The ripple effect is nothing but feverish: massive job growth at a time where the population is already booming, compounded by the relatively recent redevelopment of the inner cities and gentrification of the inner suburbs. Not surprisingly, demand is outstripping supply and property prices are rising sharply, and are expected to continue, at minimum, for the short to medium future. Equally not surprising is that the area is well and truly on the radar of home owners to realise their patch of land, and for investors alike.

To expand on the investor front, to consider investing in Geelong could be considered a no-brainer. Decision made. Or not quite… If we take a look at the stats, there are 62 suburbs in the Geelong region, with the median house price ranging from $330,000 to $1,000,000, with annual changes of -25.8 per cent to +34.2 per cent. The conclusions drawn from this information could lead to a variety of very different outcomes.

The top areas of growth are Newcomb, followed by Norlane, Corio, Breakwater, Manifold Heights and Herne Hill, which have a median house price of $330,000 to $791,000. That’s a pretty big difference, in itself. Conversely, the suburbs along the Bellarine Peninsula demonstrate much less annual growth but are a lifestyle destination on pristine beachfront and right next door to proposed infrastructure (hence have the writing on the wall of being a growth area).


So, which suburb do you acquire in? The age-old chestnut of investing in the cheapest suburb with the highest growth? The “worst house on the best street” in a more affluent suburb? Or, conversely, the area which has the greatest growth potential (assuming the infrastructure planned goes ahead as proposed)?

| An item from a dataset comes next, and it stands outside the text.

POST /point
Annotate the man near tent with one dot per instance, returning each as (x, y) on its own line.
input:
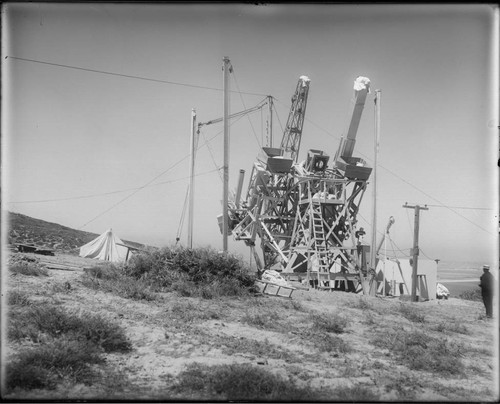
(486, 286)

To help refine your decision making, consider:

  • What is the suburb’s growth rate, median property price, rental yield and vacancy rate (and why)?
  • How many days has the property been on the market, and what has been the volume of inspection traffic?
  • How old is your information? Property prices constantly fluctuate, so real-time data is important.
  • Is an existing dwelling or off-the-plan property a better option?
  • What demographic is most prevalent (i.e. first home buyers, etc), and what are their priorities/expectations?
    • What suburbs are desirable, what accommodation type is preferred, etc.
  • When is the smartest time to purchase (and how is this criteria determined)?
    • This includes assessing whether the infrastructure proposed received the green light, and if so, when it is scheduled to be completed.
  • Is the data available enough to make an astute decision? If not, where can alternate information be sourced?

There’s no silver bullet. Statistics have their place, but “kicking the dirt” is where the insight comes. On this note, our pick of the crop is Ocean Grove. Situated on the desirable Bellarine Peninsula, this little gem is under-priced compared to the rest of the Peninsula. In addition, there’s a sizeable shopping centre scheduled for construction in the area. But the biggest clincher is that Ocean Grove will be a stone’s throw away to Link Road, which will quicken the transit time to Geelong (and therefore Melbourne) by 20 minutes, and thus significantly broaden its appeal.

Finally, don’t underestimate getting “down to ground” to attend open homes, speak with local agents and get a general feel for the area. If you don’t have the time or resources to do this, seek the counsel of a professional who does (or can connect you). More often than not, this is done through an accountant or planner — particularly for SMSF purchases, where property is the primary investment class. If you go down this path, be sure to question investment versus return, along with the corresponding basics such as yield and risk. Anything shy of 10 per cent growth is probably not the right purchase.